Frage

I am writing a application in C# that needs to do the following:

without connecting to the database I need to check if there are some new logs in database. If there are then I am allowed to open the connection and retrieve them.

So I just need to know if there are new logs (elements) in the database WITHOUT opening the connection to it.

Server can send mail to administrator and I could monitor mailbox for changes but that solution is unacceptable.

Can server on inserting new rows create *.txt file on disk with text indication new rows which I can check and delete/edit after downloading change?

(database is in SQL Server 2008 R2)

Is it even possible? Any/And/Or other options to do this are welcome.

Thank you all very much in advance.

War es hilfreich?

Lösung

Based on the following clarifying comments from the OP under the question:

There is Web application which checks for change every 30 sec and shows latest authorizations. Database is tracking employee authorization and has frequent updates. Now I'm building desktop application, which has local connection to the server and can update more frequently, but client does-not want application to open connection every sec, aldo connection is opened for several ms.

I think that the appropriate solution is a business layer.

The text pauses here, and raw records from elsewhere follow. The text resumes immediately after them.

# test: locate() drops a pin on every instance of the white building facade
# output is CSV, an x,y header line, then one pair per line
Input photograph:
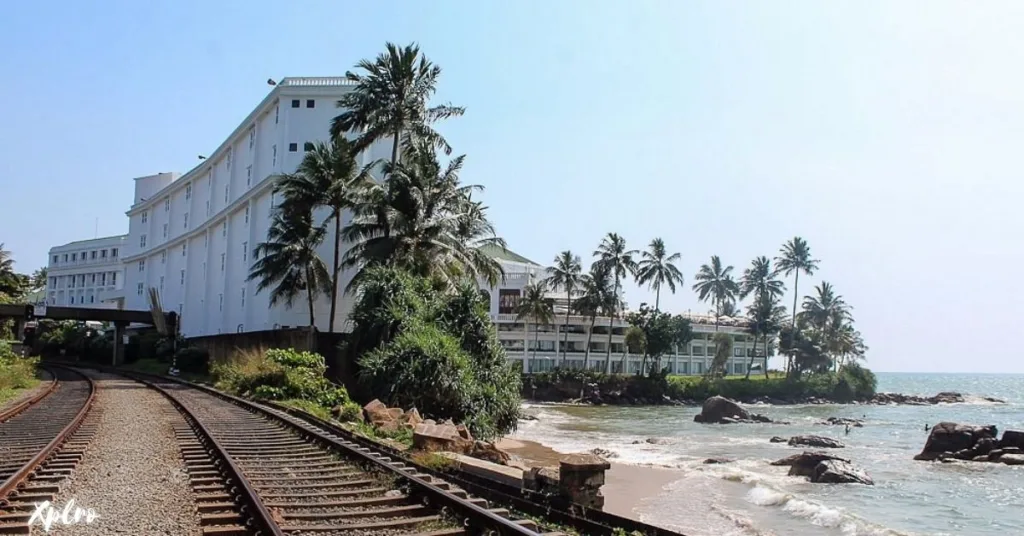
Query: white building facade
x,y
192,237
520,338
86,274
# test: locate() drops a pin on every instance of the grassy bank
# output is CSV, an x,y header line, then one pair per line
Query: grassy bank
x,y
853,383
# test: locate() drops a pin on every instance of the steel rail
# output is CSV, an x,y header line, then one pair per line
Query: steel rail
x,y
23,473
30,401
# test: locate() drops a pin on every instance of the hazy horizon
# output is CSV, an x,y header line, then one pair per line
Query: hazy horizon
x,y
886,134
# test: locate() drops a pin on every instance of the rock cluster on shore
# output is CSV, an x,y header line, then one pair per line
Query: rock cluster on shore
x,y
824,468
720,410
973,443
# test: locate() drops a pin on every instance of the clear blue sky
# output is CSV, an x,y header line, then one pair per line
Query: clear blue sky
x,y
889,134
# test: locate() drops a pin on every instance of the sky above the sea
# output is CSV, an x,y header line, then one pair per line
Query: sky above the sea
x,y
888,134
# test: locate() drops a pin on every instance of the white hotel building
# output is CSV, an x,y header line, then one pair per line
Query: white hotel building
x,y
192,237
518,338
86,274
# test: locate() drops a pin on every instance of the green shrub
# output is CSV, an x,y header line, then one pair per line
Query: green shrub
x,y
420,343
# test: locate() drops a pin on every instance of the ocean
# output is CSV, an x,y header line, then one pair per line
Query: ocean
x,y
749,497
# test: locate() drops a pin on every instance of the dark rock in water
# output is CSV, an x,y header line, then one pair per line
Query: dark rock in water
x,y
724,411
803,464
1012,439
843,421
837,471
814,441
953,439
1012,459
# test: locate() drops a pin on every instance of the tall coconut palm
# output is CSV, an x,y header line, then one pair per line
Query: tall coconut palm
x,y
657,269
566,275
795,257
535,306
329,176
620,262
422,219
390,98
288,260
596,290
715,284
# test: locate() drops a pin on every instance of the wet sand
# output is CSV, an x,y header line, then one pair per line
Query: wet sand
x,y
625,488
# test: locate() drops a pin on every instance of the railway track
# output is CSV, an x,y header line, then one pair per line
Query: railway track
x,y
41,441
261,470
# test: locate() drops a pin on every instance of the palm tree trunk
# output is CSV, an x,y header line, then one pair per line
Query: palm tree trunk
x,y
335,273
565,328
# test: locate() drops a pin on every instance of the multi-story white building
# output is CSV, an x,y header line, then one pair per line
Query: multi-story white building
x,y
86,274
192,237
518,338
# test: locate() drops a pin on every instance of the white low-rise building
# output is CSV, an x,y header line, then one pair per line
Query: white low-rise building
x,y
86,274
192,237
520,337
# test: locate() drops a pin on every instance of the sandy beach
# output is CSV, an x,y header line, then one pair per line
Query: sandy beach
x,y
626,486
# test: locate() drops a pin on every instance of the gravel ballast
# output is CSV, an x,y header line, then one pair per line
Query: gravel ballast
x,y
132,473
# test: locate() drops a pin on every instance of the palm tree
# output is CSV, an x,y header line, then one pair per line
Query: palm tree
x,y
794,258
288,260
715,284
422,219
328,176
596,290
613,256
390,99
657,269
537,307
566,275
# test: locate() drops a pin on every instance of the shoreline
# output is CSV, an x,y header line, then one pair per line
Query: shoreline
x,y
626,486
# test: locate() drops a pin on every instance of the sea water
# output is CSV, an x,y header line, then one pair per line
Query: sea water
x,y
752,497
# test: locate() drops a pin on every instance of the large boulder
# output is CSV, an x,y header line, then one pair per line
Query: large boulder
x,y
954,440
815,441
1012,439
803,464
434,438
838,471
720,410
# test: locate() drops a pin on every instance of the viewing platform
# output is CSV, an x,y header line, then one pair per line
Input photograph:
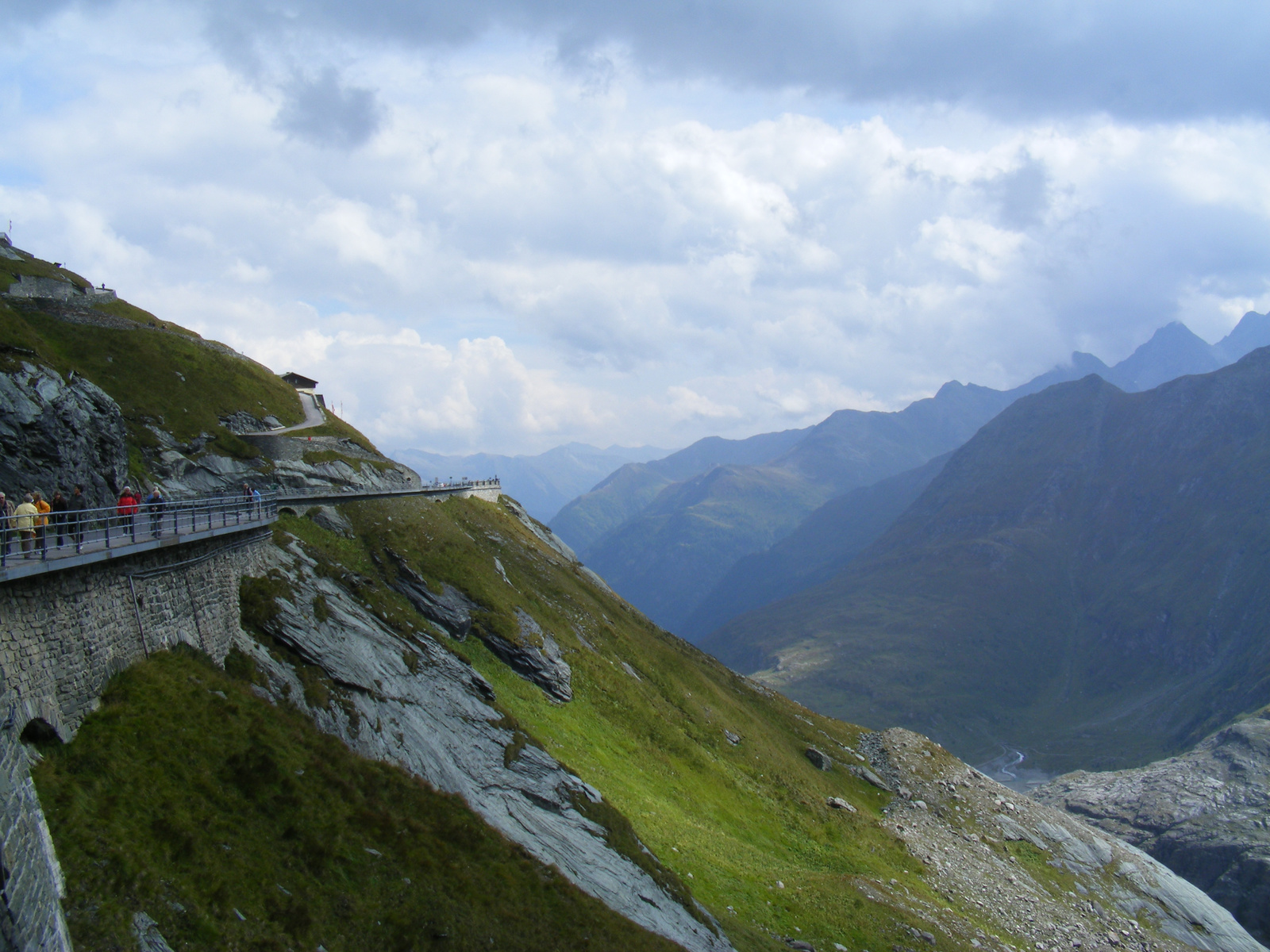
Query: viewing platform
x,y
98,535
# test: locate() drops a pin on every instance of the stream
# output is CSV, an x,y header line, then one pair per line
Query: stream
x,y
1009,770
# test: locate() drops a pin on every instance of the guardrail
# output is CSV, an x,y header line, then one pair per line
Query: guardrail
x,y
73,532
285,493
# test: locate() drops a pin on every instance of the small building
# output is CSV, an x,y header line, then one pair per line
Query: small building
x,y
300,382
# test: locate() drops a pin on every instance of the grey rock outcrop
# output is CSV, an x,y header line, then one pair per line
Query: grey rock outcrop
x,y
329,518
818,758
55,433
451,609
1206,816
554,543
149,939
956,819
406,700
535,657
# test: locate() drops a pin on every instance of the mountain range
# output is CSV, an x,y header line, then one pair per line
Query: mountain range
x,y
1085,581
685,539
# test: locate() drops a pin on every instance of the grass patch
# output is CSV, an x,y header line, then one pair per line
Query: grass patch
x,y
336,427
727,822
188,797
329,456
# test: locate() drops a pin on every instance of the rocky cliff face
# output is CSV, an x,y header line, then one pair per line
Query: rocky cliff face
x,y
1206,816
410,701
56,433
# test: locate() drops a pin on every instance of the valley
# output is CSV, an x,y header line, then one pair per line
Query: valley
x,y
435,727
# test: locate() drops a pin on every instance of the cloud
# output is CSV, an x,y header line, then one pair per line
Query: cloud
x,y
1137,60
325,112
518,254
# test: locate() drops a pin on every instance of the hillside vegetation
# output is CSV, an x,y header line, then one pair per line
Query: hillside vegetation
x,y
239,825
159,374
1085,579
647,725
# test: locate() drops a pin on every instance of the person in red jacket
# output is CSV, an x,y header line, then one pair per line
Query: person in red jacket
x,y
127,512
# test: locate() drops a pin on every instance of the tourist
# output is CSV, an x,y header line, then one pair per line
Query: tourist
x,y
6,522
127,512
156,505
25,520
59,505
76,517
42,520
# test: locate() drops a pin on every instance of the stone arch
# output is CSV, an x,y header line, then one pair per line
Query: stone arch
x,y
40,731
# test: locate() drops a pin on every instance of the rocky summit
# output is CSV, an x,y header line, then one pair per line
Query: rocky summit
x,y
1204,814
1083,581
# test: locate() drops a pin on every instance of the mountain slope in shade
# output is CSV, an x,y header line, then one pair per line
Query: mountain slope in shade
x,y
817,550
543,482
1086,579
624,494
668,556
836,533
694,531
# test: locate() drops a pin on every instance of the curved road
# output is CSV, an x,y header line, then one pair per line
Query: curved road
x,y
314,416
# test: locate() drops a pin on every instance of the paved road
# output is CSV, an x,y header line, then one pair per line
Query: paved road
x,y
314,416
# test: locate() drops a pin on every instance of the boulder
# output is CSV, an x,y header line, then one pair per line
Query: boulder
x,y
818,758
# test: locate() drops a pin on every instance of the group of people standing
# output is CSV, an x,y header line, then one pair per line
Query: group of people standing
x,y
35,520
29,520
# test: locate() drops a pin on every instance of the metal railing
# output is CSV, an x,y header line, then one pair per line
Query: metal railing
x,y
71,532
286,493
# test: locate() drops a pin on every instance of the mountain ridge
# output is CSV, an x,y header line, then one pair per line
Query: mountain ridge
x,y
1080,581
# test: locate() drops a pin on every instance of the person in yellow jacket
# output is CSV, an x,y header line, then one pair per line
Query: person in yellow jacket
x,y
25,520
42,520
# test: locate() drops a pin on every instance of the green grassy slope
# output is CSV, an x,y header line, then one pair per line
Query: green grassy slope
x,y
238,825
647,727
1086,579
158,372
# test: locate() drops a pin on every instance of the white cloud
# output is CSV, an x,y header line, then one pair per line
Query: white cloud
x,y
503,253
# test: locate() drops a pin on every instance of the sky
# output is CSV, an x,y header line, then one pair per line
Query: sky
x,y
506,225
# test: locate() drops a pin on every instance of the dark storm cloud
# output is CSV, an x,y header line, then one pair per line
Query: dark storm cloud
x,y
325,112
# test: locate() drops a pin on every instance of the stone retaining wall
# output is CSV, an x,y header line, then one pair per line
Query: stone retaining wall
x,y
61,638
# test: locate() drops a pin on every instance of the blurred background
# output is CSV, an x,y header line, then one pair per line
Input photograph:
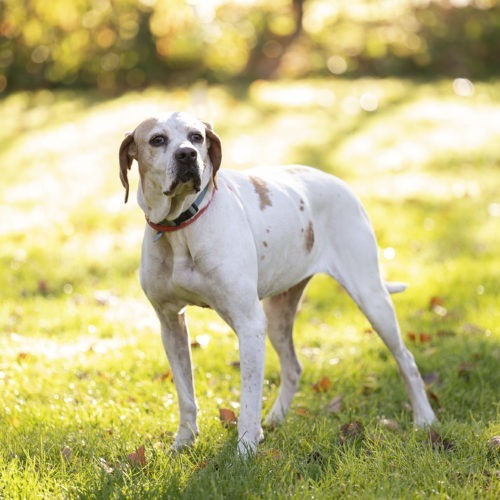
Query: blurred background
x,y
117,45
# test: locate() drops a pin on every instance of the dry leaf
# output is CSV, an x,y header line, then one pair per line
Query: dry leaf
x,y
412,336
323,385
389,424
433,397
465,369
335,405
227,417
424,337
67,453
436,301
440,443
168,376
137,458
432,378
108,468
302,411
351,431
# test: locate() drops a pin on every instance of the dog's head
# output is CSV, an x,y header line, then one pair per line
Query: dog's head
x,y
175,154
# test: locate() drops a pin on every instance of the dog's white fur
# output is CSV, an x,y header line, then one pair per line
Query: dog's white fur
x,y
265,233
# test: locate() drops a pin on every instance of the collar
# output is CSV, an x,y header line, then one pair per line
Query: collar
x,y
185,218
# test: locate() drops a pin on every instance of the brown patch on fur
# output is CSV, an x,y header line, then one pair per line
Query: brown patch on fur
x,y
262,191
309,237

If you build a business layer hosted in IIS that performs the database access on behalf of the users using a single database user for access (the application pool user or an impersonated user within the web application), then connection pooling will reduce the number of connections made to the database significantly.

Here is an MSDN article that describes the mechanics and benefits of connection pooling in great detail.

All of the clients, including the web layer, would connect to the business layer using WCF or .Net Remoting (depending on your .Net version), and the business layer would be the only application performing database access.

The added benefit of this approach is that you can move all database access (including from the web client) inside the DMZ so that there is no direct database access from the DMZ outward. This could be a good selling point for your customer.

We use this mechanism extensively for very large, very security and performance conscious customers.

Update

As an alternative, you could have the business layer query the database every 30 seconds, extract the necessary information, and store it locally to the business layer in a database of some sort (Access, Sql Server Express, etc). When requests from clients are received, they will be served from the local data store instead of the database.

You could do this by kicking off a background thread in global.asax's Application_Start event or by adding a cache entry that expires every 30 seconds and performing the work in the cache timeout event.

This will reduce the number of connections to 1 (or 2 if the web isn't modified) every 30 seconds (or whatever the time is).

Andere Tipps

Try to monitor files change date inside DB folder.

If the client desktop application is not going to be deployed massively you could use SqlDependency. Then you wouldn't have to poll the database on a frequent basis, instead the database will notify you if something changes.

You could also deploy a service on the server which uses SqlDependency and then connect to this service from your desktop applications.

If that's not an option this document mentions some other options.

These two could be applied to your situation:

  • Create an AFTER UPDATE trigger on the table being monitored, whose action uses SQL Server Service Broker to send a message to the entity needing the notification.
  • Use Windows Server App Fabric Cache, which supports a change notifications mechanism, based on an in-memory object cache and callback functions you register with the objects.